Double Geography / Flights / Growing Bin Records

Double Geography’s Flights consists of four, fairly short, pieces – well short for “ambient” works anyway. Fogs of filtered frequencies, that the great Patrick Ryder-penned press one-sheet describes as music therapy, and likens to the fitful sleep, the attempts to snooze, beat the jet-lag, that you might manage to catch on a long distance journey. Where “external stimuli” seep through your slumber, interrupting, and influencing, your dreams. 
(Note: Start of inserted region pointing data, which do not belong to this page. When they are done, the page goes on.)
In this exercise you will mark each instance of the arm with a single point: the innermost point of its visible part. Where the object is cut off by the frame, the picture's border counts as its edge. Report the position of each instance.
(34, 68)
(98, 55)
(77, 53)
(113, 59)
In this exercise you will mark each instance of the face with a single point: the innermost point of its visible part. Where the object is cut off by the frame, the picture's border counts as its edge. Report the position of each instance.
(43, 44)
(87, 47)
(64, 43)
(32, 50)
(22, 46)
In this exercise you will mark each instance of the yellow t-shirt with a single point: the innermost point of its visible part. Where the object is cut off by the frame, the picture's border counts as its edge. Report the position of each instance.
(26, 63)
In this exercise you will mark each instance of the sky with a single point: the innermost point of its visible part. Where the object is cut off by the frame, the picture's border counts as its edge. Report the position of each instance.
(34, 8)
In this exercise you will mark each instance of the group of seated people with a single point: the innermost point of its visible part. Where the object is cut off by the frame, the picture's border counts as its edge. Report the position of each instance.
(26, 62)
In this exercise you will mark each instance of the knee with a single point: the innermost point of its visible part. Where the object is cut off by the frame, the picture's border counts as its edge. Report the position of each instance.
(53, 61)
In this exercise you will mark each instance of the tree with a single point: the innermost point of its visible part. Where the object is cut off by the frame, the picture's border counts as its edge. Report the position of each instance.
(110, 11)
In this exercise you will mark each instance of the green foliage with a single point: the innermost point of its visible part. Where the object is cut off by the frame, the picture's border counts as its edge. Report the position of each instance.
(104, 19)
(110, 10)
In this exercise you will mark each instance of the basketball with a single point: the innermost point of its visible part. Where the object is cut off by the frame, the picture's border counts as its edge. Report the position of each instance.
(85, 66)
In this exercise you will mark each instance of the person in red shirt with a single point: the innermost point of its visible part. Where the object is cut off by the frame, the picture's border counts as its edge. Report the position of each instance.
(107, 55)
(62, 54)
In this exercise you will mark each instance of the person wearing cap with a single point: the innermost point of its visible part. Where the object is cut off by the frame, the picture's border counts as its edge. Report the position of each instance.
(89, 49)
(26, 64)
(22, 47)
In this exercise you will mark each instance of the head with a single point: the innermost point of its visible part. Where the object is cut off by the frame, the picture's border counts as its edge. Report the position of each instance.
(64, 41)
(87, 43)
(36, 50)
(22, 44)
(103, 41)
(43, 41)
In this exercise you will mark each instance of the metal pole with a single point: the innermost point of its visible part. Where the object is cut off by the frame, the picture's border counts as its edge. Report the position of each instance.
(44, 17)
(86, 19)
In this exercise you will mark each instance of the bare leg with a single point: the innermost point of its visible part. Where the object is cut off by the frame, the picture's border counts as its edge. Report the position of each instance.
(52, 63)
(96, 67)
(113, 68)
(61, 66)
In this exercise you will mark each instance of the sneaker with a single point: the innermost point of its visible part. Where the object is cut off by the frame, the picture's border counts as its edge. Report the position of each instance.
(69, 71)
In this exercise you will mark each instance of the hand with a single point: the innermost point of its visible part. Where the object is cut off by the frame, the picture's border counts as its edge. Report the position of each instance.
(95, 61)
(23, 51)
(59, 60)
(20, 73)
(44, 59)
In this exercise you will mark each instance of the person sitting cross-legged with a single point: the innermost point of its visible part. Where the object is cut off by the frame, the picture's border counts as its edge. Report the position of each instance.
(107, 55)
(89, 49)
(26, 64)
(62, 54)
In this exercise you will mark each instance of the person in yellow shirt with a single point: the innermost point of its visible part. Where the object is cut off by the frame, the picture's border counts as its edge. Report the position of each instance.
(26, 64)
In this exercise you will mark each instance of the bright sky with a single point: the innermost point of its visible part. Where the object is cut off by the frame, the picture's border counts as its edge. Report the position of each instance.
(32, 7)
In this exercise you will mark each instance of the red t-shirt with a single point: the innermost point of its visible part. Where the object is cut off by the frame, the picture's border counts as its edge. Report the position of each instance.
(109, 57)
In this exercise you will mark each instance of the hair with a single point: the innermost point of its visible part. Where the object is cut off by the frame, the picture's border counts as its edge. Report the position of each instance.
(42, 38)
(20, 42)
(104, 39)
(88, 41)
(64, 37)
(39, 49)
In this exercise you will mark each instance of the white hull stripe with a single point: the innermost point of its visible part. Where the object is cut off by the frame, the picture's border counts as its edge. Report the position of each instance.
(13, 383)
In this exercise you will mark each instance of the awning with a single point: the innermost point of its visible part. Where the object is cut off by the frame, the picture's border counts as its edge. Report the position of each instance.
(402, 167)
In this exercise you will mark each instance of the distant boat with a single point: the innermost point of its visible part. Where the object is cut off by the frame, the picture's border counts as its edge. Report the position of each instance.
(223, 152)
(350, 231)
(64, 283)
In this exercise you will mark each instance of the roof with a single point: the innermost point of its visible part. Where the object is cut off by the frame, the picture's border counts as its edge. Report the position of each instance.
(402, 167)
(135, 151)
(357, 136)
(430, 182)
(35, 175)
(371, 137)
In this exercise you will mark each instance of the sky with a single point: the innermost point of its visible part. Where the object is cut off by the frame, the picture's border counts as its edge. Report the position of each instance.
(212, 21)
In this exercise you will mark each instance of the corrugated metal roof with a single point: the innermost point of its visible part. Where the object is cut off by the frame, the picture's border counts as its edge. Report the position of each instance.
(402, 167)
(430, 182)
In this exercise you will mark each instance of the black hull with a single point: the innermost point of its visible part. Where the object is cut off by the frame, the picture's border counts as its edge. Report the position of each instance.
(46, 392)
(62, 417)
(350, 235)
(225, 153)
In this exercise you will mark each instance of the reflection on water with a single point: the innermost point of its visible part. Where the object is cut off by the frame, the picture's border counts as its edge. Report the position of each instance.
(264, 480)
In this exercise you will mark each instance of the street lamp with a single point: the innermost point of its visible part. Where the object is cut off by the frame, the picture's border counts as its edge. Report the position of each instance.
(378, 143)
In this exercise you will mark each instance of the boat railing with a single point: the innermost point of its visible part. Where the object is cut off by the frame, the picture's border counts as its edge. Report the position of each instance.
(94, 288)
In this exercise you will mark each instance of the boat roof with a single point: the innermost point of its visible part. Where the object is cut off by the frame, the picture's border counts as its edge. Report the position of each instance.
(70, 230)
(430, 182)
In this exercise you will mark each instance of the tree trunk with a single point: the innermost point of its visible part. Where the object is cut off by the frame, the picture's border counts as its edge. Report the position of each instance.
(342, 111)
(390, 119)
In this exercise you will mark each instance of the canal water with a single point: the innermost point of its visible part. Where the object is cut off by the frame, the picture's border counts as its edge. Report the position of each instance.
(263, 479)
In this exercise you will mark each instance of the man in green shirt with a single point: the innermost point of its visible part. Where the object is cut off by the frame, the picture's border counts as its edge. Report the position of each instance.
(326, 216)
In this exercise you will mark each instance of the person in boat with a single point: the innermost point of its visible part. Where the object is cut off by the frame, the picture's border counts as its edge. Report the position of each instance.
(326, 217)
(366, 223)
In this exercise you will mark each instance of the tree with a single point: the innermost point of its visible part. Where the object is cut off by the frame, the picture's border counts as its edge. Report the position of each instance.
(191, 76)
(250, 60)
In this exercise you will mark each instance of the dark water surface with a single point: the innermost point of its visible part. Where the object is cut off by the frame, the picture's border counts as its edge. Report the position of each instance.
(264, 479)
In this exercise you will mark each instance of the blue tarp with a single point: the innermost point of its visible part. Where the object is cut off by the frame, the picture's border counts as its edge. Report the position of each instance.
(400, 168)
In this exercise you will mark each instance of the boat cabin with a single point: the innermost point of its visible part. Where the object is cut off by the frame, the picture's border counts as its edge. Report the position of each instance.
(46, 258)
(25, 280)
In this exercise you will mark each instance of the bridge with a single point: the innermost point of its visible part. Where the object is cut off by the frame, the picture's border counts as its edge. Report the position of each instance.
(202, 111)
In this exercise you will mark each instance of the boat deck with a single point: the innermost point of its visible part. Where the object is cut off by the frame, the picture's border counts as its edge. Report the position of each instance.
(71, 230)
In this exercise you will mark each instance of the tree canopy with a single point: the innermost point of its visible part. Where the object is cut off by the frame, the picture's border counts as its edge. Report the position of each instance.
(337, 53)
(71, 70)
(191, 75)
Musically, it`s a mist of muted chimes, a saxophone hovering, suspended in sustain and delay. A kind of gently vapourised jazz, simmering with subliminal dialogue, treated, textured, unwittingly eavesdropped, transmissions, broken whispers, and the weather. Rain lashing, lightly, against your fuselage. Flight 7`s romantic theme had me thinking of the masterful synthetic minimalism of Suzanne Kraft’s classic, Talk From Home, while the slowed and stretched tones of Flight 17 recall Four Hands` hypnotic Japanese “Kankyo Ongaku” homage, Hizou. It`s clipped trumpet-like timbres are also a ringer Visible Cloaks` mate, Motion Graphics` Brass Mechanics, perhaps spun at 33, not 45.   

As well as the vinyl, there are three digital bonuses, where the “concept” is expanded, evaporated, further. Atomizing the snippets and samples of news reports, street noise and plundered conversation, (dis)organizing them into a hushed, pulsating Orb-like ether. 

Double Geography’s Flights is out now, on Growing Bin Records.